A generalization of the notion of helix
Pascual Lucas, José Antonio Ortega-Yagües
TL;DR
This work generalizes the classical helix by replacing the tangent field with an $F$-constant vector field $W$ along a curve $\alpha$ in $\mathbb{R}^3$ and requiring $W$ to form a constant angle $\theta$ with a fixed axis $V$. The authors derive natural equations for three helix families—normal, osculating, and rectifying—expressed in terms of the Frenet data $(\kappa_\alpha,\tau_\alpha)$ and, for normal helices, the Lancret curvature $\rho=\tau_\alpha/\kappa_\alpha$, obtaining explicit characterizations such as $\frac{\kappa_\alpha}{\cos^2\theta\,\kappa_\alpha^2+\tau_\alpha^2}\left(\frac{\tau_\alpha}{\kappa_\alpha}\right)'=-\tan\theta$ for normal helices and $\frac{\tau_\alpha}{\kappa_\alpha^2+\sin^2\theta\,\tau_\alpha^2}\left(\frac{\kappa_\alpha}{\tau_\alpha}\right)'=\cot\theta$ for osculating helices.
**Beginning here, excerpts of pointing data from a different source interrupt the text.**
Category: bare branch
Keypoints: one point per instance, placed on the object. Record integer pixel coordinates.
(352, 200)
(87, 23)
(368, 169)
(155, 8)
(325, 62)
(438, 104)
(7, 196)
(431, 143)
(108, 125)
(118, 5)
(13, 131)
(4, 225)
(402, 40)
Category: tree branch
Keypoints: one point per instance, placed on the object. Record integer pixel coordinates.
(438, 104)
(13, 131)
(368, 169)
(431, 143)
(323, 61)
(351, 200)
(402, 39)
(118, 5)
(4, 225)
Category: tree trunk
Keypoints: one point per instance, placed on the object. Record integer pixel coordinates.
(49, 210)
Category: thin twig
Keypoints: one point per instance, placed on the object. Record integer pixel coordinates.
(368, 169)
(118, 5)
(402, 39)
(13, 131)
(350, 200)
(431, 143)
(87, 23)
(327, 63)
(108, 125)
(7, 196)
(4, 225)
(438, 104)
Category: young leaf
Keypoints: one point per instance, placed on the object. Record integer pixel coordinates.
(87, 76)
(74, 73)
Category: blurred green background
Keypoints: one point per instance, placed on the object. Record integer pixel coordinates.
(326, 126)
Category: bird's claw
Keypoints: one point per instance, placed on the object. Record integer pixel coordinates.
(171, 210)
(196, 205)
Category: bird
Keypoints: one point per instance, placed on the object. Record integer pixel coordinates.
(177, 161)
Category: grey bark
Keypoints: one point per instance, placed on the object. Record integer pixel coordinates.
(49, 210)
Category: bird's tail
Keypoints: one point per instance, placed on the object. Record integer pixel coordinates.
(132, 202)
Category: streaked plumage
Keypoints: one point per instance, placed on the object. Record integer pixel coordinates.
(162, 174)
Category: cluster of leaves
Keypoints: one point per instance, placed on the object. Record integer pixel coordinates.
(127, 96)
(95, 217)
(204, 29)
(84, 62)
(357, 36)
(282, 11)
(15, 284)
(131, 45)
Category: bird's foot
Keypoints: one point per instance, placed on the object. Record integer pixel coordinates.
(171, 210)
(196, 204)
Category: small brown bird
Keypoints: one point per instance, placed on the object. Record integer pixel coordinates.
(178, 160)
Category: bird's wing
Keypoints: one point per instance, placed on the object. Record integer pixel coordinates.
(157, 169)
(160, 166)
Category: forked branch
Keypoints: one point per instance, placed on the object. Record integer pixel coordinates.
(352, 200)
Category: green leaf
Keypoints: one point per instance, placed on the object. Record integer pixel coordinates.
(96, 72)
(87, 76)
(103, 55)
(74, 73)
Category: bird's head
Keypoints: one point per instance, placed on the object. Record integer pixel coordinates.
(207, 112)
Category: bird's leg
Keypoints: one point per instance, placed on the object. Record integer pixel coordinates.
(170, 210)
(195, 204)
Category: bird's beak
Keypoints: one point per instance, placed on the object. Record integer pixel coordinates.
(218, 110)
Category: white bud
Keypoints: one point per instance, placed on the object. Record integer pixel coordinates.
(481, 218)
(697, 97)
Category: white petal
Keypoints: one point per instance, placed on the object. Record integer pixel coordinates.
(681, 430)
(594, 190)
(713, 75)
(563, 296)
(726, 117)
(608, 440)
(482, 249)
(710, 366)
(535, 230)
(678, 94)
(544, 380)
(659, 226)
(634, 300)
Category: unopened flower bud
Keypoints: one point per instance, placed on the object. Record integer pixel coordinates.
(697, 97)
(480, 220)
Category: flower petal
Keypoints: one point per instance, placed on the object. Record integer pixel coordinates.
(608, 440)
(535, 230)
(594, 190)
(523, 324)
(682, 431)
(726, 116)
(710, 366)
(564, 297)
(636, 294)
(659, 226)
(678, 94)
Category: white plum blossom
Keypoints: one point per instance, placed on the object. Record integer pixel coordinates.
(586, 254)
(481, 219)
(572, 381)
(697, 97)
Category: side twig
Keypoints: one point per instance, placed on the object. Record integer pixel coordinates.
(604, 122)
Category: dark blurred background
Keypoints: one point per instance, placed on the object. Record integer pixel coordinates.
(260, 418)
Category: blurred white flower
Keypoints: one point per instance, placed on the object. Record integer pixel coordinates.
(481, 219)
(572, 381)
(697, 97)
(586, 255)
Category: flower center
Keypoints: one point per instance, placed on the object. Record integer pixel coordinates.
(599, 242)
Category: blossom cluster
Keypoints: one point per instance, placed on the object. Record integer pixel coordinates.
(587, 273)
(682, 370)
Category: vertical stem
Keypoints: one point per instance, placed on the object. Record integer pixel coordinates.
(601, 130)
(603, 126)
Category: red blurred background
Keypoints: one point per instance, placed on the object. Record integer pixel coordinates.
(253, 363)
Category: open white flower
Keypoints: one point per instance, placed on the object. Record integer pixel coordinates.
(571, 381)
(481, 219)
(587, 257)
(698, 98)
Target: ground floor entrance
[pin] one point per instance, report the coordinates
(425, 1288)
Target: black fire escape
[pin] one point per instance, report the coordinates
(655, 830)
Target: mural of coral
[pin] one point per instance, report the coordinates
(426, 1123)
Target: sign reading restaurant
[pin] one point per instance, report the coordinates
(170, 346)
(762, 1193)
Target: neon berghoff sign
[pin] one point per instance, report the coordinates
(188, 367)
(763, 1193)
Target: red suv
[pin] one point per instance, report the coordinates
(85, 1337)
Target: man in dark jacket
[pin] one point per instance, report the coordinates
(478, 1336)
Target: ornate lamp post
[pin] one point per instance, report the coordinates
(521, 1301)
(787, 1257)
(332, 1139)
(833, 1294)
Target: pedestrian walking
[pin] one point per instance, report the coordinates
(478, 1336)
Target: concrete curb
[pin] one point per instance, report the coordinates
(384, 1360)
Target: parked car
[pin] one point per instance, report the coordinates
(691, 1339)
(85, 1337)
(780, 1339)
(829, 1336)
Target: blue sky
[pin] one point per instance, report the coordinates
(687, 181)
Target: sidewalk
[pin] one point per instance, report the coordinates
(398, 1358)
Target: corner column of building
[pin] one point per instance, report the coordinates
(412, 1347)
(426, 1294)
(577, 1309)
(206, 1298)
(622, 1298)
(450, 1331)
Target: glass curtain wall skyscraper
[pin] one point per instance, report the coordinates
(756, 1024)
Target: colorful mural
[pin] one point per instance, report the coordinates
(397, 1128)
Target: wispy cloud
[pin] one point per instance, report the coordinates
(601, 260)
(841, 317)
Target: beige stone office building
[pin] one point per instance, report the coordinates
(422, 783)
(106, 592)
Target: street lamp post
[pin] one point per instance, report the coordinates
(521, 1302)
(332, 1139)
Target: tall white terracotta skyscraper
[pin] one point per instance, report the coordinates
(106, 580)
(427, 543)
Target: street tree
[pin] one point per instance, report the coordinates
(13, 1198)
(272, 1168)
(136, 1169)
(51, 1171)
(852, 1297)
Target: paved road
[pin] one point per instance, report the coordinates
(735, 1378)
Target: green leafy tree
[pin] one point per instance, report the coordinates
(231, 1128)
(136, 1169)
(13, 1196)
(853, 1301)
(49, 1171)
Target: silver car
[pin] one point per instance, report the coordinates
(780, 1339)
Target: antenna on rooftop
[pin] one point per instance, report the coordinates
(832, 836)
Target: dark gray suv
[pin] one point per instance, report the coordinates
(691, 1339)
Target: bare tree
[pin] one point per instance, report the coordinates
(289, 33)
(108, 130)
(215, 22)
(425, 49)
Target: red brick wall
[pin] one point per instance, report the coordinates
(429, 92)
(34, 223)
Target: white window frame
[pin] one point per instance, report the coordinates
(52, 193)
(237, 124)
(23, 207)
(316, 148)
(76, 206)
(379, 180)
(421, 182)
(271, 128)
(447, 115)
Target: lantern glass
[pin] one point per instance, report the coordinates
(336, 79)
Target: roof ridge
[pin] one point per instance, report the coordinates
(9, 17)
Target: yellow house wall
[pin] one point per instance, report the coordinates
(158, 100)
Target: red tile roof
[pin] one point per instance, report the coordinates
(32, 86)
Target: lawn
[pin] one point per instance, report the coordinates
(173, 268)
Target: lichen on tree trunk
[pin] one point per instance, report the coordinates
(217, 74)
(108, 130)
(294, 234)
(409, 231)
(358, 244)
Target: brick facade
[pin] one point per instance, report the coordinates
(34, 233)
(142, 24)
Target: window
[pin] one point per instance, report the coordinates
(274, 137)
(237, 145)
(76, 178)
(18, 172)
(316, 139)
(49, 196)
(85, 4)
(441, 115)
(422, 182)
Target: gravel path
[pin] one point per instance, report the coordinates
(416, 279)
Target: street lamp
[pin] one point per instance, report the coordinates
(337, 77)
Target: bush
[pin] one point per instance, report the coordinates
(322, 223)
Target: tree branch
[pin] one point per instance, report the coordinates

A duality between normal and osculating helices is established, and rectifying helices are shown to coincide with cylindrical helices under the orthogonality condition. The general case with $W=aT_\alpha+bN_\alpha+cB_\alpha$ yields a unifying differential equation and cylinder-based interpretation, unifying several classical helices (plane, cylindrical, normal, osculating, rectifying) within a single framework.
Abstract
In this paper we generalize the notion of helix in the three-dimensional Euclidean space, which we define as that curve $C$ for which there is an $F$-constant vector field $W$ along $C$ that forms a constant angle with a fixed direction $V$ (called an axis of the helix). We find the natural equation and the geometric integration of helices $C$ where the $F$-constant vector field $W$ is orthogonal to its axis.